Wyższa renta socjalna dla nielicznych. Tak wygląda propozycja
Na posiedzeniu sejmowej podkomisji posłowie wnieśli poprawki do obywatelskiego projektu ustawy o zmianie ustawy o rencie socjalnej, które zakładają podniesienie kwoty renty socjalnej do wysokości minimalnego wynagrodzenia na 31 grudnia 2024 roku – informuje serwis prawo.pl.
Wyższa renta socjalna dla nielicznych
Aby tak się stało, renta ma się zwiększyć o dodatek, który będzie przyznawany automatycznie. Nie otrzymają go jednak wszyscy, a jedynie osoby niezdolne do pracy i samodzielnej egzystencji. W ich przypadku podwyżka renty socjalnej od 2025 roku wyniesie 100 proc.
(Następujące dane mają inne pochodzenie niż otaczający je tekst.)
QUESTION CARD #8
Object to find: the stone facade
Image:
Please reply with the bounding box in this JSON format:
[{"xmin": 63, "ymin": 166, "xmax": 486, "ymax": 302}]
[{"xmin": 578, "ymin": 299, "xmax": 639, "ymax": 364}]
O jakiej grupie mówimy? Współautor poprawek do obywatelskiego projektu zmiany ustawy o rencie socjalnej dr Tomasz Lasocki z Uniwersytetu Warszawskiego szacuje, że tylko 1/3 rencistów ma orzeczenia o całkowitej niezdolności do samodzielnej egzystencji. Tym samym większość niepełnosprawnych zostanie z podwyżki wykluczona.
Dla kogo jest renta socjalna?
Renta socjalna przysługuje osobom częściowo lub całkowicie niezdolnym do podjęcia pracy. Prawo do niej mogą uzyskać osoby pełnoletnie: mające ukończone 18 lat lub kobiety, które wyszły za mąż po ukończeniu 16 lat. Renta socjalna może być przyznawana na stałe w przypadku trwałej niezdolności do pracy lub na czas określony, jeśli niezdolność jest czasowa.
O przyznaniu renty decyduje lekarz orzecznik ZUS. Na tę chwilę wynosi ona 1780,96 zł brutto.
Minimalne wynagrodzenie od lipca w górę
W 2024 roku minimalne wynagrodzenie zostanie podniesione dwukrotnie, podobnie jak w zeszłym roku. Dwie podwyżki nie są wyrazem hojności ze strony rządu, ale wynikają z przepisów. Art. 3 ustawy z dnia 10 października 2002 r. o minimalnym wynagrodzeniu za pracę przewiduje, że gdy prognozowany na kolejny rok wskaźnik cen wynosi co najmniej 105 proc., ustala się dwa terminy zmiany wysokości minimalnego wynagrodzenia oraz minimalnej stawki godzinowej: od 1 stycznia, a także od 1 lipca. W 2022 i 2023 prognozowana (i rzeczywista) inflacja znacząco przekroczyła granicę 5 proc., stąd też podwójna podwyżka była konieczna.
W lipcu tego roku wzrośnie do 4300 zł brutto, czyli o 58 zł brutto względem stawek obowiązujących od stycznia.